Edited 1 time(s). Last edit at 03/03/2018 01:07AM by BearLover.
 
Re: 2018 ECAC Permutations - ECAC tournament draw
Posted by: KGR11 (---.dyn.optonline.net)
Date: March 03, 2018 08:07AM

Trotsky
adamw
abmarks
it would be interesting to run a KRACH computation for last year's full NHL regular season, for example, and then see if the numbers pass people's gut checks or not.

This is honestly an unnecessary exercise. For past results, it's hard to improve on KRACH. The KRACH ratings, if you played the schedule that already happened, would come out to the actual results.

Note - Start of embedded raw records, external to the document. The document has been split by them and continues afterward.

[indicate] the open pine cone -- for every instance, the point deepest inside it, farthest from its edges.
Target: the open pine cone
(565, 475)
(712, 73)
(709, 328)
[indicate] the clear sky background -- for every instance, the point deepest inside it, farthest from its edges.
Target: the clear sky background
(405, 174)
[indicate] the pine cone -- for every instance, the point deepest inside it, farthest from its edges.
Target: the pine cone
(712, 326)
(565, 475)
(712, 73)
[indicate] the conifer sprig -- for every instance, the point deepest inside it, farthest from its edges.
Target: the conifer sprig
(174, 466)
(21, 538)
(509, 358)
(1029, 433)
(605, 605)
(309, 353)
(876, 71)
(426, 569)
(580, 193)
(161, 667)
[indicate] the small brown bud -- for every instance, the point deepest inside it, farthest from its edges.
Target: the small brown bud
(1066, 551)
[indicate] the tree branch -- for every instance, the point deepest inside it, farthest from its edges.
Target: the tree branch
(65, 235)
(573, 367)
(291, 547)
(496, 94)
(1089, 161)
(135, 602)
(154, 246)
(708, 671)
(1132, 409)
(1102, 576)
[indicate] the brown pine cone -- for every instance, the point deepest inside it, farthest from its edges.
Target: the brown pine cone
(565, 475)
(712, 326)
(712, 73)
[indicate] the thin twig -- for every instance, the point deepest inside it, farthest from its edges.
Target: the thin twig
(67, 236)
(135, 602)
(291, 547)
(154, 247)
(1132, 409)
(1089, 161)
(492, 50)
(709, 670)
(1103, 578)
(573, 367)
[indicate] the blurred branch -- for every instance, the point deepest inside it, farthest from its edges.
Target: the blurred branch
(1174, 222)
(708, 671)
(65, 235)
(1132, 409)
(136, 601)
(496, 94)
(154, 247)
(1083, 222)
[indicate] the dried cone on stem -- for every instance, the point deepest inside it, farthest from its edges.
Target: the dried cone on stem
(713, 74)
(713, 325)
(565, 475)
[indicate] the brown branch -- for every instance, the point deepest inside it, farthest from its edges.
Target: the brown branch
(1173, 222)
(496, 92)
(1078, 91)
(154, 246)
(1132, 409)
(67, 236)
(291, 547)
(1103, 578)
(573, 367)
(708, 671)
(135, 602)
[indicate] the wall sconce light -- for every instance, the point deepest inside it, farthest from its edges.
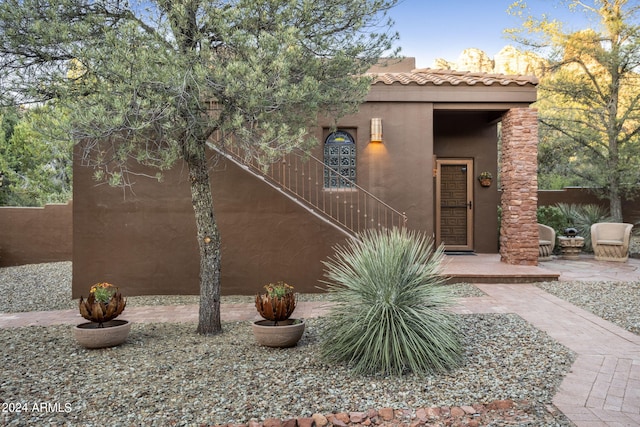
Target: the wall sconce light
(376, 129)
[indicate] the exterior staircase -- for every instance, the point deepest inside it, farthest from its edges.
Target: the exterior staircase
(301, 177)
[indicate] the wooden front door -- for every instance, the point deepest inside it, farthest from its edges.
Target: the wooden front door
(454, 204)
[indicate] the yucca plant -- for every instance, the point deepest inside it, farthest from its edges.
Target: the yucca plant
(390, 305)
(104, 303)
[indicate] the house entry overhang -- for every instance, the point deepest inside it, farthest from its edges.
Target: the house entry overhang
(453, 89)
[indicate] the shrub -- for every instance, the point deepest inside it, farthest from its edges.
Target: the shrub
(389, 314)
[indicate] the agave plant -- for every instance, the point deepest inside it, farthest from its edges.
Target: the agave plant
(389, 314)
(104, 303)
(277, 303)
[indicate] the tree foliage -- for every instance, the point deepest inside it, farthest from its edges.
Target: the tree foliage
(153, 82)
(36, 167)
(590, 98)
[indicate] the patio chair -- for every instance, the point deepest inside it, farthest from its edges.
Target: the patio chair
(610, 241)
(546, 242)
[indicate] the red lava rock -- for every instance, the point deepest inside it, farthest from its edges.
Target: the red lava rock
(357, 417)
(456, 412)
(372, 413)
(421, 414)
(272, 422)
(470, 410)
(434, 413)
(386, 414)
(500, 405)
(305, 422)
(342, 416)
(291, 422)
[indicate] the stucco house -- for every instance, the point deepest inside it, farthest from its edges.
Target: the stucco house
(411, 156)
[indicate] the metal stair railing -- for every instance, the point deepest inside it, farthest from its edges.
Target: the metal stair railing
(302, 176)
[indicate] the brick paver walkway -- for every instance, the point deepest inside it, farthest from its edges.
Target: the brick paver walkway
(602, 388)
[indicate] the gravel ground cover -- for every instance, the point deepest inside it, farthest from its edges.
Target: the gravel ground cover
(166, 374)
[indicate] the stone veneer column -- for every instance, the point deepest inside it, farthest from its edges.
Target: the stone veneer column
(519, 230)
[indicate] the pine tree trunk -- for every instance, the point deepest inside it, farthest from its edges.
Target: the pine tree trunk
(208, 242)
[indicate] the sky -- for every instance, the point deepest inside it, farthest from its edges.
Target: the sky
(431, 29)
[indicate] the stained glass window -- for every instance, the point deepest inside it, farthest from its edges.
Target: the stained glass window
(340, 157)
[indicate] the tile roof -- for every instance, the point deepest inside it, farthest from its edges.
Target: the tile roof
(428, 76)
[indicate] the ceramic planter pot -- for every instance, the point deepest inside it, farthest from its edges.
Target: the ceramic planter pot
(287, 333)
(114, 332)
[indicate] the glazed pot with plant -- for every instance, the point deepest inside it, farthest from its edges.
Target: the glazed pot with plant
(485, 179)
(101, 308)
(276, 305)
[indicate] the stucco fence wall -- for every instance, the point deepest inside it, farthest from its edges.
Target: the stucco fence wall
(37, 235)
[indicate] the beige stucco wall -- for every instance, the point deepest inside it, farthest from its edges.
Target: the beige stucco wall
(35, 235)
(145, 243)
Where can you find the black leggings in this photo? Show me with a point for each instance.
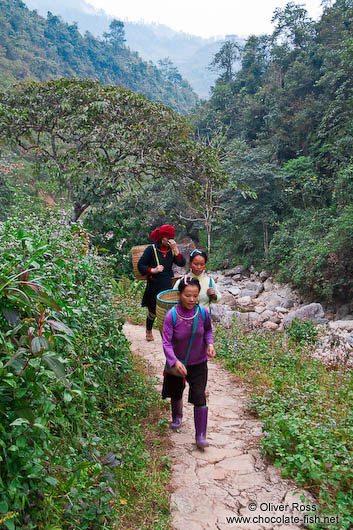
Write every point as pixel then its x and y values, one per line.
pixel 174 386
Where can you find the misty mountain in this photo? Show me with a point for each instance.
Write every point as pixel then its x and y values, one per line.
pixel 189 53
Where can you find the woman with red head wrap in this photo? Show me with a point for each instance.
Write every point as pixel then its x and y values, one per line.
pixel 157 264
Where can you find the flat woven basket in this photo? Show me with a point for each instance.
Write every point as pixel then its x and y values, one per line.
pixel 136 253
pixel 165 301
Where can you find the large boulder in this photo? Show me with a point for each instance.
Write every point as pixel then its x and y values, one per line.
pixel 235 291
pixel 312 312
pixel 264 275
pixel 228 299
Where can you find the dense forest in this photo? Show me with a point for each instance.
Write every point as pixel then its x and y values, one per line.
pixel 33 47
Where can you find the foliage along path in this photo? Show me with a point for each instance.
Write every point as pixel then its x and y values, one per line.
pixel 221 482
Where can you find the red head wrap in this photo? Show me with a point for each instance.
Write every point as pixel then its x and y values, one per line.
pixel 163 231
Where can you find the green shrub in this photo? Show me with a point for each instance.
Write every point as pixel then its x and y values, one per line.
pixel 302 332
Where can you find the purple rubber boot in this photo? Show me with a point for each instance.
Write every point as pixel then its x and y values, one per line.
pixel 200 417
pixel 177 414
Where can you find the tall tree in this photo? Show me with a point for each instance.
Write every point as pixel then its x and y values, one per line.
pixel 96 139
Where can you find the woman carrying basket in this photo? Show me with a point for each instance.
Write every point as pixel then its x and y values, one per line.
pixel 156 262
pixel 209 292
pixel 187 344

That's the whole point of KRACH's existence.

How about this exercise. Number all the NC$$ games in chron order. Calculate KRACH from the odd number games. Now compare how the even numbered games turned out against KRACH "predictions."

I know, I know, I know that KRACH reviews a data set and is not designed to be predictive. But... can you do that for shits and giggles? I'm not even sure how we'd interpret the results. What constitutes a reliable or unreliable percentage of accuracy? I mean, hopefully it's over 50%. Hopefully it's better than just taking whoever has the better winning percentage excluding games against each other.

Another method: start on game 1 and just march through the list constantly recalculating KRACH and using that as the prediction against the next game. Or since obviously KRACH gets better as the season goes on, iterate through say the first 10% of games and only start predicting after that. Now get your accuracy score. That's truly abusing KRACH as predictive. :)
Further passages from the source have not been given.